那现在,高远带着孩子找上门来,怕是对她仍余情未了?
不,不对。
于斐看了看燕然,如果这事情是燕然的手笔,那高远未必就仍然对戴玉抱有深情。
无论是与不是,重点是戴玉绝对是不愿意再回高家做高远的夫人。
但今天闹了这么大一出戏,戴松又在乡亲父老面前亲口说了让戴玉回高家,戴玉这下怕是想不回去都不成。
只不过,以于斐对戴玉的了解,这个女人绝对不是那种轻易就范的类型。
说不定能折腾出个什么把回高府的事情搅黄,又或者,回去之后再想个法子出来。
想是看明白了于斐的想法,燕然薄唇紧抿:“这次戴玉再入高府,就只能老实地做高家夫人,不然,等着她的便是牢狱之灾。”
“怎么说?”于斐惊讶。
“她这些年犯下的那些事情,”燕然睇她,“爷会让人将证据呈她面前。她这个人最是识时务,自然知道要如何保命。”
于斐默默地举起大拇指:“老爷,您真是太太厉害了。玉姑娘在您的手掌心里,一定翻不过去。”
燕然双眼半眯交叠双腿,低沉声音道:“徐安,启程回去。”
马车再次悠悠地启了程。
燕大魔头专程带她出来看这么一出好戏,怕是一半为了泄愤,一半是为了面子?
那日戴玉邀约燕然泡温泉那天,戴玉轻易躲过了燕然的算计,定然让这个男人非常、非常不爽。
所以可见,燕大魔头可是个心眼跟针尖差不多的人,以后她可千万不能得罪了他。
于斐登时坐直了身,显得尤为乖巧伶俐。
不过,话说回来,分明在后传中会出现的玉妃娘娘,就这么在前传全军覆没了,实在让于斐觉得不可思议。
除非燕然失忆了,不然戴玉再怎么隐忍,再怎么蹦跶,都绝对不可能经历过这些天的事情后还能顺利进宫成为燕然的女人。
未来的历史,在她亲眼见证下被改变了。
隔日一早起来,燕然就宣布了,当天启程回京城。
于斐自是应好。
离京这许久时日,颇有些想念。
虽然京城对她来说,其实也不算很熟悉。
两人离开祁安县前,专程去了趟戴府告别。
这次前去,于斐只见到了戴夫人,并没有见到戴玉。
戴夫人亦没有提戴玉的事情,只陪着于斐说了些话,又准备了不少当地的伴手礼,才送着她上了马车。
“老爷,您这次来祁安县的事情,都办妥了?”于斐撩了帘子往外看,随口问了句。
燕然轻哼了一声。
于斐放下帘子,转头看他:“老爷,您在祁安县办的大事,是不是和戴县令有关呀?”
燕然似笑非笑:“不错。
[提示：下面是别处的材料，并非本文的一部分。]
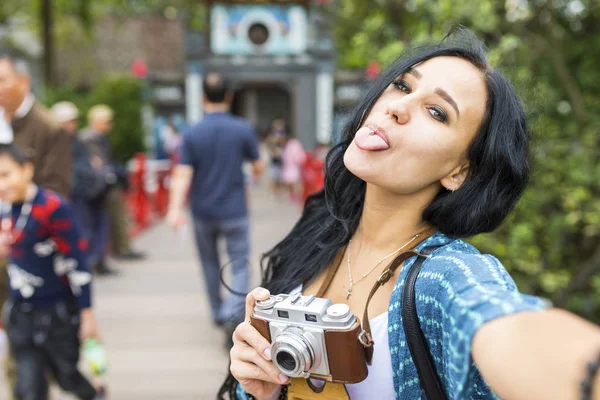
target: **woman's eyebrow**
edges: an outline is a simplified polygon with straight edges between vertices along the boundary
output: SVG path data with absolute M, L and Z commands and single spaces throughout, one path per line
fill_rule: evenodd
M 458 116 L 460 116 L 460 111 L 458 110 L 458 105 L 456 104 L 456 102 L 454 101 L 454 99 L 452 98 L 452 96 L 450 96 L 448 94 L 448 92 L 446 92 L 442 88 L 436 88 L 435 89 L 435 93 L 438 96 L 440 96 L 442 99 L 446 100 L 448 102 L 448 104 L 450 104 L 452 106 L 452 108 L 454 108 L 456 110 L 456 114 Z
M 415 78 L 417 78 L 417 79 L 421 79 L 421 77 L 423 76 L 423 75 L 421 75 L 421 73 L 420 73 L 419 71 L 417 71 L 417 70 L 416 70 L 416 69 L 414 69 L 414 68 L 410 68 L 410 69 L 409 69 L 408 71 L 406 71 L 406 72 L 408 72 L 409 74 L 411 74 L 412 76 L 414 76 L 414 77 L 415 77 Z
M 414 68 L 409 68 L 406 72 L 411 74 L 412 76 L 414 76 L 417 79 L 421 79 L 423 77 L 423 75 Z M 435 93 L 438 96 L 440 96 L 442 99 L 446 100 L 448 102 L 448 104 L 450 104 L 452 106 L 452 108 L 454 108 L 454 110 L 456 110 L 456 114 L 458 116 L 460 116 L 460 111 L 458 110 L 458 105 L 456 104 L 456 102 L 454 101 L 452 96 L 450 96 L 448 94 L 448 92 L 446 92 L 444 89 L 436 88 Z

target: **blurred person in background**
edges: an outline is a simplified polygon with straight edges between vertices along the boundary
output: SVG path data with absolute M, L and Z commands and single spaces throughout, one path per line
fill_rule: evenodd
M 64 131 L 71 137 L 73 158 L 73 188 L 71 201 L 75 215 L 88 241 L 88 262 L 96 273 L 109 274 L 103 259 L 108 237 L 108 215 L 104 202 L 110 179 L 110 170 L 102 167 L 98 157 L 92 158 L 78 138 L 79 110 L 75 104 L 61 101 L 50 109 Z
M 27 63 L 0 52 L 0 108 L 11 122 L 14 142 L 35 167 L 34 182 L 65 198 L 71 193 L 71 140 L 31 93 Z
M 184 221 L 184 203 L 191 189 L 191 210 L 196 245 L 204 272 L 213 322 L 230 329 L 243 316 L 244 299 L 220 295 L 217 241 L 224 237 L 232 263 L 231 287 L 245 293 L 248 271 L 249 219 L 242 166 L 252 163 L 253 175 L 263 170 L 255 132 L 250 123 L 229 113 L 231 92 L 225 80 L 210 73 L 204 80 L 204 111 L 201 122 L 184 134 L 181 161 L 173 171 L 167 222 L 173 228 Z M 228 335 L 229 336 L 229 335 Z
M 117 271 L 109 266 L 106 260 L 107 246 L 110 235 L 110 217 L 108 213 L 107 197 L 111 187 L 116 184 L 116 177 L 110 164 L 110 145 L 105 137 L 112 127 L 112 110 L 108 107 L 92 107 L 87 115 L 88 127 L 81 130 L 79 139 L 89 154 L 91 165 L 102 170 L 108 177 L 107 187 L 102 196 L 95 201 L 78 207 L 78 212 L 83 215 L 84 229 L 88 232 L 90 243 L 88 248 L 89 263 L 92 271 L 98 275 L 116 274 Z M 106 133 L 103 133 L 106 132 Z M 86 207 L 87 206 L 87 207 Z
M 290 201 L 300 201 L 302 197 L 302 166 L 306 161 L 306 152 L 302 143 L 290 136 L 289 133 L 283 146 L 282 159 L 281 180 L 288 189 Z
M 283 168 L 283 146 L 285 144 L 285 121 L 276 119 L 271 124 L 271 132 L 267 135 L 265 144 L 269 153 L 269 178 L 271 192 L 279 195 L 282 188 L 281 170 Z
M 169 120 L 167 124 L 161 130 L 161 139 L 163 143 L 163 150 L 169 155 L 169 159 L 173 165 L 179 163 L 179 152 L 181 150 L 181 143 L 183 137 L 177 130 L 177 127 L 172 120 Z
M 0 108 L 0 143 L 11 143 L 13 131 L 9 121 L 5 119 L 4 110 Z M 8 299 L 8 275 L 6 274 L 6 257 L 0 257 L 0 310 Z M 0 318 L 0 363 L 6 368 L 6 376 L 11 389 L 15 386 L 14 361 L 9 357 L 8 337 Z
M 29 66 L 24 59 L 0 50 L 0 109 L 10 123 L 3 143 L 14 141 L 34 167 L 34 183 L 53 190 L 64 198 L 71 193 L 71 140 L 50 112 L 31 93 Z M 6 258 L 0 257 L 0 285 L 6 287 Z M 6 293 L 0 289 L 0 305 Z M 7 364 L 9 383 L 14 383 L 14 368 Z
M 80 341 L 98 337 L 85 240 L 69 203 L 35 185 L 33 164 L 0 145 L 0 254 L 10 260 L 2 320 L 17 368 L 17 400 L 46 399 L 47 372 L 79 399 L 96 389 L 77 369 Z
M 123 197 L 123 189 L 127 185 L 127 171 L 114 160 L 112 145 L 108 139 L 113 129 L 113 119 L 114 111 L 109 106 L 105 104 L 93 106 L 87 114 L 88 127 L 81 132 L 80 138 L 92 157 L 92 165 L 112 173 L 106 193 L 109 217 L 108 237 L 112 254 L 117 259 L 136 260 L 144 258 L 144 254 L 131 248 L 128 216 Z

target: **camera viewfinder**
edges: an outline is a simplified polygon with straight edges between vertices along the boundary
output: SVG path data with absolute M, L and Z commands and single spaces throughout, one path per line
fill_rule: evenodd
M 304 314 L 304 318 L 306 318 L 308 322 L 317 322 L 317 316 L 314 314 Z
M 288 313 L 287 311 L 283 311 L 283 310 L 277 310 L 277 315 L 279 316 L 279 318 L 289 318 L 290 317 L 290 313 Z

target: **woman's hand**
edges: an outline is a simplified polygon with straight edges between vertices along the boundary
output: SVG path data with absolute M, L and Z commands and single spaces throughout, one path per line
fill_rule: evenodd
M 270 399 L 279 393 L 289 378 L 271 362 L 271 344 L 250 325 L 250 316 L 259 300 L 269 298 L 269 291 L 256 288 L 246 296 L 245 322 L 233 333 L 231 374 L 244 390 L 258 399 Z

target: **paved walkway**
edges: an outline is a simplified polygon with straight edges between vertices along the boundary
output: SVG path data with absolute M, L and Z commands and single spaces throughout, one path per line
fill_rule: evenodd
M 289 231 L 298 207 L 257 188 L 251 201 L 252 261 Z M 138 238 L 143 262 L 115 263 L 118 277 L 95 281 L 95 306 L 109 356 L 112 400 L 214 399 L 225 376 L 224 334 L 210 323 L 190 232 L 158 225 Z M 0 400 L 7 400 L 0 371 Z M 55 390 L 52 400 L 72 399 Z

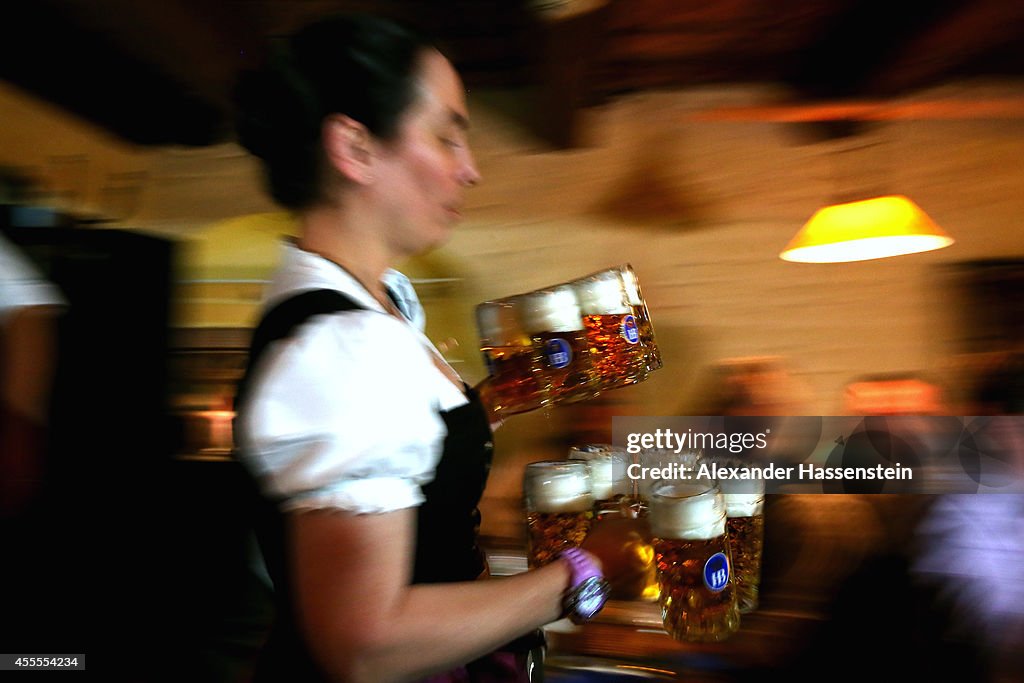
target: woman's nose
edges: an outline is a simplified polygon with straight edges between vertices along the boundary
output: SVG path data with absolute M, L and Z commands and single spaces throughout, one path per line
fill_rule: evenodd
M 481 180 L 482 177 L 479 169 L 476 167 L 476 160 L 473 158 L 473 153 L 467 149 L 462 159 L 462 163 L 459 166 L 459 182 L 466 187 L 473 187 L 474 185 L 478 185 Z

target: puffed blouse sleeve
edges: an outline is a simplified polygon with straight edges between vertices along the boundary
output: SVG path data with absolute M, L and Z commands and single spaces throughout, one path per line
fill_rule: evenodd
M 373 311 L 315 316 L 272 344 L 238 430 L 263 491 L 285 511 L 423 502 L 445 436 L 428 354 L 405 323 Z

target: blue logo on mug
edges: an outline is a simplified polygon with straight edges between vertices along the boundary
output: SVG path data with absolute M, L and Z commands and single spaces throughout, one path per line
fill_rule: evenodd
M 572 347 L 564 339 L 551 339 L 544 345 L 544 355 L 553 368 L 564 368 L 572 360 Z
M 704 585 L 717 593 L 729 583 L 729 558 L 725 553 L 715 553 L 704 563 Z
M 622 319 L 622 336 L 630 344 L 636 344 L 640 341 L 640 328 L 636 326 L 636 318 L 631 315 L 627 315 Z

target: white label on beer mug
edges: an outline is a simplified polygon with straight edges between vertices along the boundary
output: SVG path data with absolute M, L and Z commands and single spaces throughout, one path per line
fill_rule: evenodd
M 636 326 L 636 318 L 631 315 L 622 319 L 622 337 L 630 344 L 640 341 L 640 328 Z
M 544 355 L 553 368 L 564 368 L 572 362 L 572 347 L 564 339 L 551 339 L 544 345 Z
M 714 593 L 729 585 L 729 558 L 725 553 L 715 553 L 704 563 L 704 585 Z

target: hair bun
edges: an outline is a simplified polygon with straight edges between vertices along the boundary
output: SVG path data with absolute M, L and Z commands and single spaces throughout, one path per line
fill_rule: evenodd
M 261 159 L 315 140 L 320 105 L 285 49 L 275 50 L 263 67 L 241 74 L 234 100 L 238 142 Z
M 349 116 L 391 140 L 416 94 L 426 45 L 393 22 L 331 16 L 274 46 L 234 91 L 238 142 L 263 160 L 273 197 L 290 209 L 317 201 L 331 170 L 323 164 L 323 119 Z

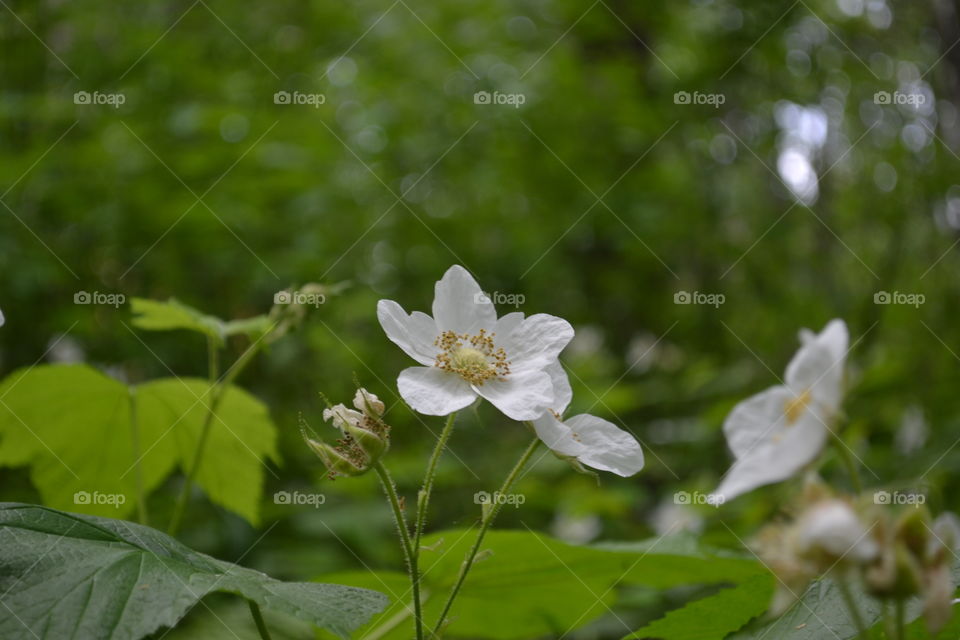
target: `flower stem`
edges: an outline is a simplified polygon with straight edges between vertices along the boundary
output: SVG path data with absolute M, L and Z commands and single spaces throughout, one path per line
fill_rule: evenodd
M 133 437 L 133 456 L 134 463 L 134 481 L 137 485 L 137 522 L 148 524 L 147 518 L 147 496 L 143 490 L 143 469 L 140 467 L 140 460 L 143 455 L 140 453 L 140 425 L 137 423 L 137 393 L 134 387 L 130 387 L 130 429 Z
M 453 421 L 456 417 L 456 411 L 447 416 L 443 431 L 437 438 L 437 446 L 433 448 L 430 461 L 427 463 L 427 473 L 423 477 L 423 488 L 417 494 L 417 518 L 413 528 L 413 555 L 418 558 L 420 557 L 420 537 L 423 535 L 423 528 L 427 524 L 427 507 L 430 504 L 430 493 L 433 491 L 433 479 L 437 474 L 437 461 L 440 460 L 440 454 L 447 446 L 447 440 L 450 439 L 450 433 L 453 431 Z
M 904 628 L 904 606 L 903 598 L 897 598 L 897 601 L 893 605 L 893 616 L 894 616 L 894 626 L 897 628 L 897 640 L 903 640 L 906 637 L 906 629 Z
M 853 490 L 861 493 L 863 491 L 863 484 L 860 482 L 860 471 L 857 469 L 857 462 L 853 459 L 853 454 L 850 453 L 850 448 L 840 439 L 840 436 L 834 436 L 833 444 L 837 453 L 840 454 L 843 466 L 846 467 L 847 473 L 850 474 L 850 482 L 853 484 Z
M 270 640 L 270 632 L 267 630 L 267 623 L 263 621 L 260 606 L 253 600 L 247 600 L 247 604 L 250 605 L 250 615 L 253 616 L 253 621 L 257 624 L 257 631 L 260 632 L 260 638 L 262 640 Z
M 275 327 L 276 325 L 274 325 Z M 216 417 L 217 409 L 227 389 L 233 384 L 233 381 L 240 375 L 240 372 L 246 368 L 263 345 L 264 339 L 270 334 L 274 327 L 267 330 L 259 340 L 247 347 L 246 351 L 240 354 L 230 369 L 217 380 L 219 376 L 219 352 L 213 338 L 207 340 L 207 361 L 209 365 L 209 378 L 212 387 L 210 404 L 207 405 L 207 413 L 203 419 L 203 426 L 200 429 L 200 438 L 197 440 L 197 447 L 194 450 L 193 461 L 190 463 L 190 470 L 187 472 L 187 478 L 183 483 L 183 489 L 180 491 L 180 497 L 177 498 L 177 504 L 174 506 L 173 517 L 170 518 L 170 526 L 167 533 L 171 536 L 177 535 L 180 530 L 180 523 L 183 521 L 183 514 L 186 511 L 187 500 L 190 498 L 190 490 L 196 480 L 197 473 L 200 471 L 200 463 L 203 461 L 203 454 L 206 450 L 207 440 L 210 436 L 210 428 L 213 426 L 213 419 Z M 199 400 L 199 399 L 198 399 Z
M 840 589 L 840 596 L 843 598 L 843 603 L 847 605 L 847 609 L 850 611 L 850 618 L 853 620 L 853 624 L 857 628 L 860 638 L 862 638 L 862 640 L 869 640 L 870 635 L 867 633 L 867 627 L 863 623 L 863 616 L 860 615 L 860 610 L 857 608 L 857 603 L 853 599 L 853 593 L 850 591 L 850 586 L 847 584 L 846 580 L 843 579 L 837 580 L 836 584 Z
M 420 610 L 420 569 L 417 566 L 417 554 L 414 552 L 413 542 L 410 540 L 407 519 L 403 515 L 400 498 L 397 496 L 397 487 L 393 483 L 393 478 L 390 477 L 390 472 L 379 460 L 373 464 L 373 470 L 380 478 L 380 484 L 383 485 L 383 491 L 387 494 L 387 501 L 393 510 L 393 519 L 397 525 L 397 533 L 400 535 L 400 547 L 403 549 L 403 558 L 406 560 L 407 572 L 410 574 L 410 587 L 413 590 L 413 618 L 417 630 L 417 640 L 423 640 L 423 613 Z
M 503 485 L 500 487 L 500 495 L 510 492 L 510 488 L 513 487 L 513 483 L 517 481 L 517 478 L 520 476 L 520 472 L 523 471 L 525 466 L 527 466 L 527 463 L 530 461 L 530 458 L 533 457 L 534 452 L 536 452 L 537 447 L 539 446 L 540 438 L 534 436 L 533 442 L 530 443 L 527 449 L 523 452 L 523 455 L 520 456 L 520 459 L 517 460 L 517 464 L 515 464 L 510 473 L 507 474 L 506 479 L 503 481 Z M 463 582 L 467 578 L 467 573 L 470 572 L 470 568 L 473 566 L 473 562 L 477 557 L 477 553 L 480 551 L 480 545 L 483 544 L 483 538 L 487 534 L 487 530 L 490 528 L 490 525 L 493 524 L 494 519 L 496 519 L 497 514 L 500 512 L 501 506 L 503 505 L 496 500 L 494 500 L 491 504 L 484 505 L 483 515 L 480 518 L 480 532 L 477 534 L 477 539 L 473 541 L 473 546 L 467 553 L 467 557 L 463 561 L 463 564 L 460 565 L 460 573 L 457 575 L 457 581 L 454 583 L 453 589 L 450 591 L 450 595 L 447 597 L 447 601 L 443 605 L 443 611 L 440 613 L 440 618 L 437 620 L 437 626 L 433 629 L 433 635 L 439 635 L 440 629 L 443 627 L 444 622 L 446 622 L 447 615 L 450 613 L 450 608 L 453 606 L 453 601 L 456 600 L 457 594 L 460 593 L 460 588 L 463 586 Z

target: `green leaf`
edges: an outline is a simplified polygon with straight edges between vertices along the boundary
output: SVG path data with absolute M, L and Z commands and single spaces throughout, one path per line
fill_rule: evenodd
M 149 527 L 0 503 L 0 637 L 137 640 L 224 591 L 348 635 L 386 605 L 376 592 L 280 582 Z M 250 623 L 253 624 L 252 621 Z
M 166 302 L 147 298 L 132 298 L 133 326 L 147 331 L 171 331 L 186 329 L 196 331 L 222 344 L 225 336 L 224 323 L 215 316 L 202 313 L 174 298 Z
M 30 467 L 45 504 L 123 517 L 135 507 L 137 461 L 149 493 L 187 469 L 212 402 L 205 380 L 155 380 L 131 390 L 85 365 L 14 372 L 0 385 L 0 465 Z M 211 500 L 258 520 L 263 472 L 277 459 L 266 407 L 231 387 L 213 420 L 197 483 Z M 243 478 L 243 482 L 238 482 Z
M 181 468 L 189 468 L 213 401 L 210 383 L 162 378 L 140 386 L 137 399 L 139 415 L 152 423 L 151 431 L 169 431 Z M 269 460 L 278 459 L 276 427 L 267 407 L 246 391 L 230 387 L 211 424 L 197 484 L 211 500 L 256 524 L 264 470 Z
M 671 611 L 628 638 L 723 640 L 767 610 L 773 595 L 772 575 L 758 574 L 734 587 Z
M 431 534 L 422 541 L 424 615 L 431 626 L 475 535 L 476 529 L 458 529 Z M 580 547 L 532 531 L 491 531 L 481 546 L 486 557 L 474 565 L 451 611 L 449 634 L 495 640 L 562 636 L 609 615 L 617 595 L 614 587 L 626 577 L 634 583 L 675 586 L 765 575 L 758 563 L 733 556 L 720 559 L 728 573 L 704 572 L 707 559 L 715 556 L 688 542 L 682 549 L 663 544 L 668 553 L 660 555 L 658 545 L 645 543 Z M 388 593 L 390 607 L 364 628 L 363 635 L 376 635 L 373 630 L 377 629 L 390 640 L 410 638 L 410 591 L 404 574 L 349 572 L 325 579 Z

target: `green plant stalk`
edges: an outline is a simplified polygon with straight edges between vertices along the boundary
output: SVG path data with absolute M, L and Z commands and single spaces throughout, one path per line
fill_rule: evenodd
M 894 626 L 897 628 L 897 640 L 903 640 L 906 637 L 906 627 L 904 625 L 904 605 L 903 598 L 897 598 L 893 605 Z
M 503 481 L 503 485 L 500 487 L 500 495 L 510 492 L 511 487 L 513 487 L 513 483 L 517 481 L 517 478 L 520 476 L 520 472 L 523 471 L 525 466 L 527 466 L 527 463 L 530 461 L 530 458 L 533 457 L 533 454 L 536 452 L 537 447 L 539 446 L 540 438 L 534 436 L 533 442 L 527 446 L 526 450 L 523 452 L 523 455 L 521 455 L 520 459 L 517 460 L 517 464 L 515 464 L 510 473 L 507 474 L 506 479 Z M 490 508 L 487 509 L 480 518 L 480 531 L 477 533 L 477 538 L 473 541 L 473 546 L 467 553 L 466 559 L 463 561 L 463 564 L 460 565 L 460 573 L 457 575 L 457 581 L 454 583 L 453 589 L 450 591 L 450 595 L 447 597 L 447 601 L 443 605 L 443 611 L 440 612 L 440 618 L 437 620 L 437 625 L 433 629 L 433 635 L 438 635 L 440 629 L 443 627 L 443 624 L 447 619 L 447 615 L 450 613 L 451 607 L 453 607 L 453 601 L 456 600 L 457 594 L 460 593 L 460 588 L 467 579 L 467 574 L 470 572 L 470 568 L 473 566 L 473 562 L 477 557 L 477 553 L 480 551 L 480 545 L 483 544 L 483 538 L 487 534 L 487 530 L 490 529 L 490 525 L 492 525 L 493 521 L 496 519 L 497 514 L 500 512 L 500 507 L 502 506 L 502 504 L 499 504 L 496 502 L 496 500 L 494 500 L 493 504 L 489 505 Z
M 414 552 L 413 542 L 410 540 L 410 529 L 407 528 L 407 519 L 403 515 L 400 498 L 397 496 L 397 487 L 393 483 L 393 478 L 390 477 L 390 472 L 379 460 L 373 463 L 373 470 L 380 478 L 380 484 L 383 485 L 383 491 L 387 494 L 387 501 L 393 510 L 393 519 L 397 525 L 397 533 L 400 535 L 400 546 L 403 548 L 407 572 L 410 574 L 410 588 L 413 590 L 413 619 L 417 631 L 417 640 L 423 640 L 423 612 L 420 608 L 420 569 L 417 566 L 417 554 Z
M 270 640 L 270 632 L 267 630 L 267 623 L 263 621 L 260 606 L 253 600 L 247 600 L 247 604 L 250 605 L 250 615 L 253 616 L 253 621 L 257 624 L 257 631 L 260 632 L 260 638 L 262 640 Z
M 853 490 L 858 494 L 862 493 L 863 484 L 860 482 L 860 471 L 857 469 L 857 462 L 853 459 L 850 449 L 843 442 L 843 440 L 840 439 L 840 436 L 834 436 L 833 445 L 837 450 L 837 453 L 840 455 L 840 460 L 843 461 L 843 466 L 846 467 L 847 473 L 850 475 L 850 482 L 853 485 Z
M 837 580 L 836 584 L 837 588 L 840 589 L 840 596 L 843 598 L 843 603 L 847 605 L 847 609 L 850 611 L 850 618 L 853 620 L 853 624 L 857 628 L 857 633 L 861 640 L 870 640 L 870 634 L 867 633 L 867 626 L 863 623 L 863 616 L 860 615 L 860 610 L 857 609 L 857 603 L 854 601 L 853 594 L 850 592 L 850 586 L 846 580 L 842 578 Z
M 190 490 L 193 488 L 197 473 L 200 471 L 200 463 L 203 461 L 203 453 L 206 450 L 207 440 L 210 436 L 210 428 L 213 425 L 213 419 L 216 417 L 217 409 L 220 407 L 220 402 L 223 400 L 223 396 L 226 394 L 227 389 L 230 388 L 230 385 L 233 384 L 236 377 L 240 375 L 244 368 L 250 363 L 253 356 L 260 350 L 261 345 L 264 343 L 264 338 L 266 338 L 268 334 L 269 332 L 264 334 L 260 340 L 247 347 L 246 351 L 240 354 L 240 357 L 234 361 L 233 365 L 231 365 L 230 369 L 227 370 L 219 381 L 217 380 L 219 376 L 217 347 L 213 343 L 212 338 L 207 339 L 207 361 L 209 364 L 210 383 L 213 385 L 213 393 L 210 404 L 207 405 L 207 413 L 203 419 L 203 427 L 200 430 L 200 439 L 197 441 L 197 448 L 193 454 L 193 462 L 190 464 L 190 470 L 187 472 L 187 478 L 183 483 L 180 496 L 177 498 L 173 517 L 170 519 L 170 526 L 167 529 L 167 533 L 171 536 L 177 535 L 177 532 L 180 530 L 180 523 L 183 521 L 183 514 L 187 507 L 187 500 L 190 498 Z
M 418 558 L 420 557 L 420 538 L 423 536 L 423 528 L 427 524 L 427 507 L 430 504 L 430 494 L 433 491 L 433 479 L 437 474 L 437 462 L 440 460 L 440 455 L 446 448 L 450 434 L 453 432 L 453 421 L 456 417 L 456 411 L 447 416 L 443 431 L 437 438 L 437 446 L 433 448 L 430 461 L 427 463 L 427 473 L 423 477 L 423 488 L 417 494 L 417 517 L 413 528 L 413 554 Z
M 130 389 L 130 429 L 133 439 L 134 482 L 137 485 L 137 522 L 142 525 L 149 523 L 147 517 L 146 493 L 143 490 L 143 469 L 140 468 L 140 425 L 137 423 L 137 395 L 135 387 Z

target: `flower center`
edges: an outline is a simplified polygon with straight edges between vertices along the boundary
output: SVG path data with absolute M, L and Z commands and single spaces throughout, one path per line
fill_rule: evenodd
M 810 404 L 810 399 L 810 389 L 807 389 L 796 398 L 787 400 L 783 404 L 783 413 L 787 416 L 787 426 L 792 425 L 800 419 L 800 416 L 803 415 L 803 412 L 807 409 L 807 405 Z
M 494 344 L 494 335 L 485 329 L 476 335 L 444 331 L 434 340 L 441 350 L 435 366 L 478 386 L 487 380 L 506 379 L 510 362 L 506 352 Z

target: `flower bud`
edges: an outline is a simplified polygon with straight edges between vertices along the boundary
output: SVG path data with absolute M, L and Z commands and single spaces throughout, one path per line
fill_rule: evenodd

”
“你手上的伤,也是因为那件事么?”
前夜燕然回来,胳膊上有道又细又长的伤口,经过徐安的悉心包扎,似乎已经好了不少。
于斐表示很好奇。
“对。”
燕然的言简意赅让于斐有些挫败,想问又不知道如何开口:“那戴县令因为这件事情,会得到擢升么?”
语落,就见燕然眉心一挑,若有所思地盯她一眼:“你可知道三年前燕齐之战?”
燕齐之战?
就是燕大魔头从齐国杀回来的那场战役?
于斐点点头:“妾身听说过,只是细节部分了解的不多。”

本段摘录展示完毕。